= KSA-TV =

Cable TV station in Sitka, Alaska, United States

KSA-TV, broadcasting on cable systems on channel 4, was a television station in Sitka, Alaska, United States, affiliated with NBC. It was the first local television station in Sitka, operating between 1959 and 1983. It was also an affiliate of the NTA Film Network.

==History==
KSA-TV launched on November 15, 1959, at 6 p.m., as the first television station of any kind in Sitka. It was owned by a company known as Sitka Alaska TeleVision; the majority shareholder, Ketchikan Alaska TeleVision, operated a similar "KATV" in Ketchikan, which had gone on the air before any broadcast stations in Anchorage, Fairbanks, or Juneau.
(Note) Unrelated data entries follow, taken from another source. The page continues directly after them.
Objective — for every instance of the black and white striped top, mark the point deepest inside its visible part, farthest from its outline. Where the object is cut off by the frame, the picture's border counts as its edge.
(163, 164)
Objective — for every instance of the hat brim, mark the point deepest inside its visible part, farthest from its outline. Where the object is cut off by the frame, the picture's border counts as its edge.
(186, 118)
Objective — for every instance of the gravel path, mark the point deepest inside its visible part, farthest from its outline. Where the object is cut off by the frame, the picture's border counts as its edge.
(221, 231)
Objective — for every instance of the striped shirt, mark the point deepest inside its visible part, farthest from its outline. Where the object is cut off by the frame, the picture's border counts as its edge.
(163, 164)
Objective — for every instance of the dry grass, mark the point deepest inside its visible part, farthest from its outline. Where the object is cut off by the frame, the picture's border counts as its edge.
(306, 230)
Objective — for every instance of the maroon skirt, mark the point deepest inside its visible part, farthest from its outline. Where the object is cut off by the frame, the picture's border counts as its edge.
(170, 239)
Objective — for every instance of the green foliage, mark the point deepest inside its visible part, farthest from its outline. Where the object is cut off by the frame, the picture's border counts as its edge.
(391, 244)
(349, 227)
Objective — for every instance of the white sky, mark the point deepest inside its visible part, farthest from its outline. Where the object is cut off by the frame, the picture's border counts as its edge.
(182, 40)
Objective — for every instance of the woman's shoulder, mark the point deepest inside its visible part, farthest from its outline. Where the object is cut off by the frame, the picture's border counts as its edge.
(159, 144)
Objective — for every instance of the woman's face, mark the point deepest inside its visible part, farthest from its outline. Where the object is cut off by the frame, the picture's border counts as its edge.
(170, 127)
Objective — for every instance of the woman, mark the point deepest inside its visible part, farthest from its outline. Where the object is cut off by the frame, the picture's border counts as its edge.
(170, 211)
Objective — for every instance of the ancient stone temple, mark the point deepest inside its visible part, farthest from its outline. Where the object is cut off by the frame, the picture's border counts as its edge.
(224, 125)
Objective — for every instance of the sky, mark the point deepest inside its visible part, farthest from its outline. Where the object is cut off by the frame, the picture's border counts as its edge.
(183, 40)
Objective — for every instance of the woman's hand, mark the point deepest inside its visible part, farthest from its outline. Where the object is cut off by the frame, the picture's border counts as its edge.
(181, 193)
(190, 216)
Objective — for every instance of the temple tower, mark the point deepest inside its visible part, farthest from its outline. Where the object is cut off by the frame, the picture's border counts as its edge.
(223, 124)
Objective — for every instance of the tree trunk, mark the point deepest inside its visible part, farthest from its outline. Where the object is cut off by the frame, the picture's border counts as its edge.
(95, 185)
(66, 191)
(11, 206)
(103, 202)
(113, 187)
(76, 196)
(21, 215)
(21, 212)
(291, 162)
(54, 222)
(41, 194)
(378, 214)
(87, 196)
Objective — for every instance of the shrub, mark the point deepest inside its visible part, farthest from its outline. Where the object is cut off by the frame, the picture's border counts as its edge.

KSA-TV continued to broadcast into the early 1980s. In 1980, McCaw Cable acquired the Sitka cable system and KSA-TV. NBC programs remained on channel 4, though the KSA-TV moniker was abandoned. The station carried radically different programming in daytime hours due to duplication between CBS affiliate KIFW-TV (channel 13), KSA-TV and the Alaska Satellite Television Project.

In 1983, McCaw consolidated its channels of delayed NBC and ABC programming into one service, dubbed "Northstar". In 1986, McCaw began live delivery of WDIV-TV (NBC) and WXYZ-TV (ABC) programming utilizing the CANCOM feeds of Detroit stations, replacing the taped Northstar service.